La risoluzione del Parlamento europeo sul diritto alla disconnessione
Il 37% i lavoratori nell’UE ha cominciato a lavorare da casa durante il lockdown. Il 27% di coloro che lavorano da casa hanno lavorato durante il loro tempo libero. Questi numeri danno un’idea del fenomeno che ha portato il Parlamento Europeo ad approvare una risoluzione a tutela del diritto del lavoratore alla disconnessione.
Infatti, come si legge nel comunicato diffuso sul sito del Parlamento, «nonostante lo smartworking abbia salvato posti di lavoro e reso possibile a diverse aziende di sopravvivere alla crisi del coronavirus, questa modalità ha anche reso poco chiara la distinzione tra la vita privata e vita professionale. Molte persone lavorano anche fuori dal proprio orario lavorativo, rovinando il loro equilibrio tra attività professionale e vita privata».
Il Parlamento ha sottolineato come la costante connettività possa causare anche problemi di salute. Sono più di 300 milioni i lavoratori al mondo che soffrono di depressione ed altri disturbi mentali legati al lavoro.

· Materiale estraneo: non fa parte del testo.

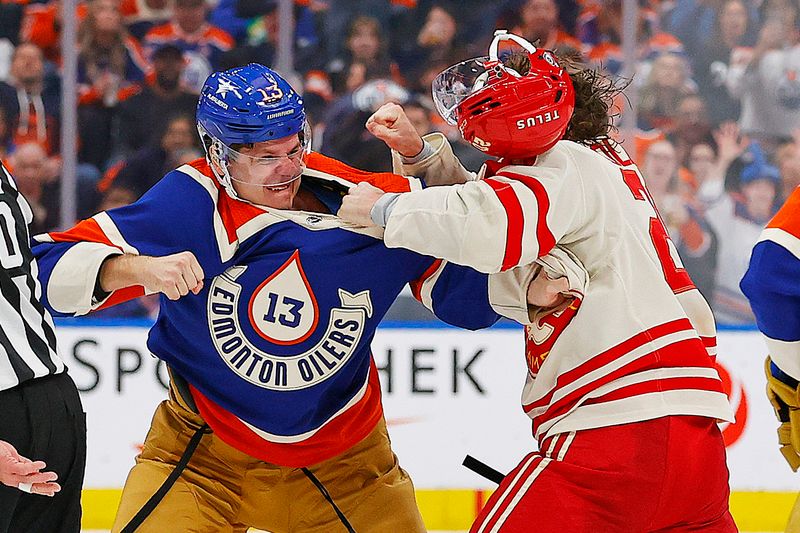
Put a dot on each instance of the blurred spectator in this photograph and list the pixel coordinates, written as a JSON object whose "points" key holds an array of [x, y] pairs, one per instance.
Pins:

Per questi motivi, il Parlamento europeo chiede una nuova legge UE a tutela del diritto alla disconnessione, istituto che al momento non trova definizione nella normativa comunitaria. Il 21 gennaio scorso è stato chiesto alla Commissione europea di proporre una legge che permetta ai lavoratori di disconnettersi al di fuori dell’orario lavorativo senza conseguenze e che stabilisca degli standard di base da rispettare per il lavoro da remoto.
Il Parlamento ha sottolineato la necessità di vietare ai datori di lavoro di chiedere ai propri dipendenti di essere disponibili al di fuori del loro orario lavorativo e che i collaboratori evitino di contattare i colleghi per motivi di lavoro quando non sono disponibili. Un’altra necessità è quella di tutelare i lavoratori che invochino il diritto alla disconnessione da ripercussioni negative, di inserire meccanismi per reclami.